Tracking Melanoidins: New Research Identifies a Compound That’s Quietly Limiting Food Waste Biogas Recovery
🌍 Global | Newswise
A research team from the Chinese Academy of Sciences has clarified how melanoidins, dark compounds formed during the hydrothermal treatment of food waste, accumulate in the anaerobic digestion process and actively interfere with biogas production. Melanoidins are a Maillard reaction product: they form when organic material is heat-treated, and they resist microbial breakdown, building up in digestate and inhibiting the biological processes that produce methane. Knowing that melanoidins are a meaningful inhibitor and being able to track where they accumulate opens a pathway to process design changes that could recover biogas output that’s currently being lost without operators knowing why. The sector gets more from the same feedstock by understanding what’s slowing the biology down.

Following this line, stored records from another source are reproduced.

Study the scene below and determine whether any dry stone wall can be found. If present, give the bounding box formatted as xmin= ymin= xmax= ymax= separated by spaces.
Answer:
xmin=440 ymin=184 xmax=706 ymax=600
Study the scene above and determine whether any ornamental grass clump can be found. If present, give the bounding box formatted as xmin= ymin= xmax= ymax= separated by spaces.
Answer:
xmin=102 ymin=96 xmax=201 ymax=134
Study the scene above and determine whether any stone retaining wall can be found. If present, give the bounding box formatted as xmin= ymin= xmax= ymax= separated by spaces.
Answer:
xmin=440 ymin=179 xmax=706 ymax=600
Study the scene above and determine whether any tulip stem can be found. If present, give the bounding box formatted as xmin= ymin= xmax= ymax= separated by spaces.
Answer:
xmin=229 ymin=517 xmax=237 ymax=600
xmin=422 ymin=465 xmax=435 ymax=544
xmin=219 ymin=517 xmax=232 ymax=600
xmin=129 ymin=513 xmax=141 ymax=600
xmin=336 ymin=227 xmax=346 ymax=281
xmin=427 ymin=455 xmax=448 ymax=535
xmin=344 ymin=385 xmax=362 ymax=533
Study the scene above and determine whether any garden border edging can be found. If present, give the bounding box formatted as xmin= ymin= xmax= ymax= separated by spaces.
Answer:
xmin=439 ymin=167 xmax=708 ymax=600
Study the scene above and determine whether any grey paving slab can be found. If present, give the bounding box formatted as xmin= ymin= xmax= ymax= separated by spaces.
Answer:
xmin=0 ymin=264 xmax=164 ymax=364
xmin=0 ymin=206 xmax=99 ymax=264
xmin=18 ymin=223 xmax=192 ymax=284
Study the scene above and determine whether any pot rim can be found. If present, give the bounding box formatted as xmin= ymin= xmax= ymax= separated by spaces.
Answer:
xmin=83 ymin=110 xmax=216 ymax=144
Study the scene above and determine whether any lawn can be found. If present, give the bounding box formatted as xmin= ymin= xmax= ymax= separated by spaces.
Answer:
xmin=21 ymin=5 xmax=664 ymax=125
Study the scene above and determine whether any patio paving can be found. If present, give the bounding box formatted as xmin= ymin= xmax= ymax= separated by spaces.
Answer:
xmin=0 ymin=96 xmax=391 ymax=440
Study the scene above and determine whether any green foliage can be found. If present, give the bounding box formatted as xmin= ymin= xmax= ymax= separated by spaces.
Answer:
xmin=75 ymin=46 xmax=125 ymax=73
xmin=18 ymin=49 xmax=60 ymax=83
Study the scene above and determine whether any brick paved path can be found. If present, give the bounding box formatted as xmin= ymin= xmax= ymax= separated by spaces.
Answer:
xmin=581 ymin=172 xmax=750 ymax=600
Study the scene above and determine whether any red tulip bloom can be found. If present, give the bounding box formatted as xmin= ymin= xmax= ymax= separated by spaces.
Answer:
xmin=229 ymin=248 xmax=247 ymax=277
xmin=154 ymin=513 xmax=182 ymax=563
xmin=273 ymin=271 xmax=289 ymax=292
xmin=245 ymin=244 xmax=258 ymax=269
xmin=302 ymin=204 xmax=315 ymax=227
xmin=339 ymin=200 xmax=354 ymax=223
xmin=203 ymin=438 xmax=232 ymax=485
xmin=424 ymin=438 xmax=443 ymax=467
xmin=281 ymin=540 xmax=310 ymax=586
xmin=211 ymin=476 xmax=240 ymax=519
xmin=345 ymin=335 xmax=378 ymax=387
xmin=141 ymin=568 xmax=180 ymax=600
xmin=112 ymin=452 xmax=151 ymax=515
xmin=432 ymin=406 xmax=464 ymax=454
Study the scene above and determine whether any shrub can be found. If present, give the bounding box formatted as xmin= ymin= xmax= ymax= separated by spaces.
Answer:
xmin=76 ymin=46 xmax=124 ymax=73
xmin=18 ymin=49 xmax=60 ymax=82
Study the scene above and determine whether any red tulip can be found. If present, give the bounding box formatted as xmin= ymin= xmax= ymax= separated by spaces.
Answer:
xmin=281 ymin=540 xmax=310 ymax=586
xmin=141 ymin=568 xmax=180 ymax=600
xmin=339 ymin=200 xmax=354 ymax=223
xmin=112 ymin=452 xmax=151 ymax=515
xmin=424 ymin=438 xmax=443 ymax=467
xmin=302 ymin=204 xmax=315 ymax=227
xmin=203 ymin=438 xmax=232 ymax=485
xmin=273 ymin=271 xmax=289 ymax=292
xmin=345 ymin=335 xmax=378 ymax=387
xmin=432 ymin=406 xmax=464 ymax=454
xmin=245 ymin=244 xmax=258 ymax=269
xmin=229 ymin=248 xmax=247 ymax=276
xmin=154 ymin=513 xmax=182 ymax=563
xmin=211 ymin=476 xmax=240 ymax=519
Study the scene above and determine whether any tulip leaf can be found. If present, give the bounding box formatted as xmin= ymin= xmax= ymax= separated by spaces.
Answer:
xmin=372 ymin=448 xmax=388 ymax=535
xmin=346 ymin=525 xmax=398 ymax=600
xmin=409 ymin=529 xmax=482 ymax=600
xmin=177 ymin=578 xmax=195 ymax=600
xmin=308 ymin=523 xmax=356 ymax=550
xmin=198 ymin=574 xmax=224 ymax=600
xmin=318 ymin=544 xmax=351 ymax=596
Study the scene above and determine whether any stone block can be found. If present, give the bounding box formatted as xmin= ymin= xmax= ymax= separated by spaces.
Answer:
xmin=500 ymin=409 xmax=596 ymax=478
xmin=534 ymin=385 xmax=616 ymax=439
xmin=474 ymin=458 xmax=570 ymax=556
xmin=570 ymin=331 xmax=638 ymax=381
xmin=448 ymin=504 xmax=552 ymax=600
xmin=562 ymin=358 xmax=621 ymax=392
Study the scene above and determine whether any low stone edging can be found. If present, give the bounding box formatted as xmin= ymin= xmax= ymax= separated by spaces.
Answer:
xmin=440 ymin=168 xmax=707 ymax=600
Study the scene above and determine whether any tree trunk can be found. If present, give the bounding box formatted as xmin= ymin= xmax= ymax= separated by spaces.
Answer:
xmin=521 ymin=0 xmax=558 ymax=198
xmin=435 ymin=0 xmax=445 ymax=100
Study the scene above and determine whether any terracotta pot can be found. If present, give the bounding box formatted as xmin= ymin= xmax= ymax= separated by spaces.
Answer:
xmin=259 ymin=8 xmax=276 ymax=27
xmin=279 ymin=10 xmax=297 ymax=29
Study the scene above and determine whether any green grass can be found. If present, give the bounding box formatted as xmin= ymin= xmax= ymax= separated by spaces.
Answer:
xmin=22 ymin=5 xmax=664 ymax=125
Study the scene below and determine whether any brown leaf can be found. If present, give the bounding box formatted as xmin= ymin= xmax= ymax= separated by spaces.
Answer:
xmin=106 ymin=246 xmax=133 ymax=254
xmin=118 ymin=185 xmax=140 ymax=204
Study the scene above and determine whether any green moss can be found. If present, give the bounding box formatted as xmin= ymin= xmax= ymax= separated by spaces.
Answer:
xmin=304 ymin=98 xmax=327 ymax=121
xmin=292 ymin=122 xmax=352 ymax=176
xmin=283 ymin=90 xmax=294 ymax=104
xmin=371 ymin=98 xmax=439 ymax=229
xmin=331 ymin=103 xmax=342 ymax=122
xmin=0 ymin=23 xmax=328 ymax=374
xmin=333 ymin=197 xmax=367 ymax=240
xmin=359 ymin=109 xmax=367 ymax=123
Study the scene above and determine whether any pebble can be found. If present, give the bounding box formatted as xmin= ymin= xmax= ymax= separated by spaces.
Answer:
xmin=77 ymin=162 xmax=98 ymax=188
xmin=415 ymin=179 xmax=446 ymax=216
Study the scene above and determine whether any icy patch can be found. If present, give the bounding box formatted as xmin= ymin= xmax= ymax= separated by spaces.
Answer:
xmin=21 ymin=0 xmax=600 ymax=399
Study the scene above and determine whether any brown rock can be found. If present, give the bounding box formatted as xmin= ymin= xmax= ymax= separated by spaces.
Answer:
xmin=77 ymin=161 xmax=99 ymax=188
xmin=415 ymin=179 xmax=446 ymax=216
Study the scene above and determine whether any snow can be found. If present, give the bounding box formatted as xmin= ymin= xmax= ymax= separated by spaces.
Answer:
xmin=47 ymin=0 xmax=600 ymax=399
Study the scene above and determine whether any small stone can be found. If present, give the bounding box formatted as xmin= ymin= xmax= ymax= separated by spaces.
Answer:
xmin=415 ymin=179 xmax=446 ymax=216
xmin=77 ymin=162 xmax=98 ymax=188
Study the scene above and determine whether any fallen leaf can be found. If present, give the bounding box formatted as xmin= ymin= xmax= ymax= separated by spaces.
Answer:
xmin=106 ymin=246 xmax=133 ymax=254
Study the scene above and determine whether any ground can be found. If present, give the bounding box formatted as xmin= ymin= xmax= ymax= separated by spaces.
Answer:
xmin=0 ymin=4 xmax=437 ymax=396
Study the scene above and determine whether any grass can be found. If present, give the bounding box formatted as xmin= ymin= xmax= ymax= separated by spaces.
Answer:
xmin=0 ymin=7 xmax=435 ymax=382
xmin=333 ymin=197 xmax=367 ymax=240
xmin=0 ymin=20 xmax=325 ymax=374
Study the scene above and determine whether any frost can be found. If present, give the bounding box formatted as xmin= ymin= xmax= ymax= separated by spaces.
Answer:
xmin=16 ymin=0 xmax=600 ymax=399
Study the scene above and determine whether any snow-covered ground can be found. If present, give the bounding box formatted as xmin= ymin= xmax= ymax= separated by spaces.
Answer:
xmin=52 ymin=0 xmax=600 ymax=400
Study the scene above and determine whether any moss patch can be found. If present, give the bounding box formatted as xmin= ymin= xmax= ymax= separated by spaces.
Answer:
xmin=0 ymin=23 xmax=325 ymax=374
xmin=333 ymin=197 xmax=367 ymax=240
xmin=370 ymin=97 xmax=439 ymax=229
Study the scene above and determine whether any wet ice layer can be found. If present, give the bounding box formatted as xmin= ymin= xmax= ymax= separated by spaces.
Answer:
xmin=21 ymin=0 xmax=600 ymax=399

Decentralised Biogas Model Could Unlock Biomethane for Small Farms Without Requiring Large Capital
🇪🇸 Spain / Global | Bioenergy Insight
Researchers from the Technical University of Madrid have proposed a new business model for biomethane production that pools resources across multiple small livestock farms producing biogas at each site but centralising upgrading infrastructure to achieve the scale needed to make grid injection commercially viable. Published in the journal Sustainable Development, the model addresses one of the most persistent structural barriers in agricultural biogas: the fact that most farms are too small to justify individual upgrading systems, but collectively represent a significant and largely untapped feedstock base. A shared upgrading model doesn’t require every farmer to build a full biomethane system. It requires enough farmers to contribute feedstock to one.
Expansion & Trends
Scotland’s £10 Billion Biomethane Opportunity: 2.5% Utilisation, 19 TWh Potential, and a Sector Calling for a National Target
🏴 Scotland | Energy Digital
A report by the Green Gas Taskforce, supported by SGN and launched at the Royal Highland Show, estimates Scotland could unlock £10 billion in economic value and 8,000 jobs by scaling biomethane production to 19 TWh by 2050, equivalent to roughly half the country’s current gas demand. The number that stays with you is not the upside. It’s this: currently, just 2.5% of Scotland’s organic farm waste is being used to produce biomethane. The resource is there. The technology is proven. The economic case is documented. The gap between what Scotland has and what it’s using is a policy gap, and the taskforce is calling directly on government to fill it with a national biomethane target and the investment framework to match.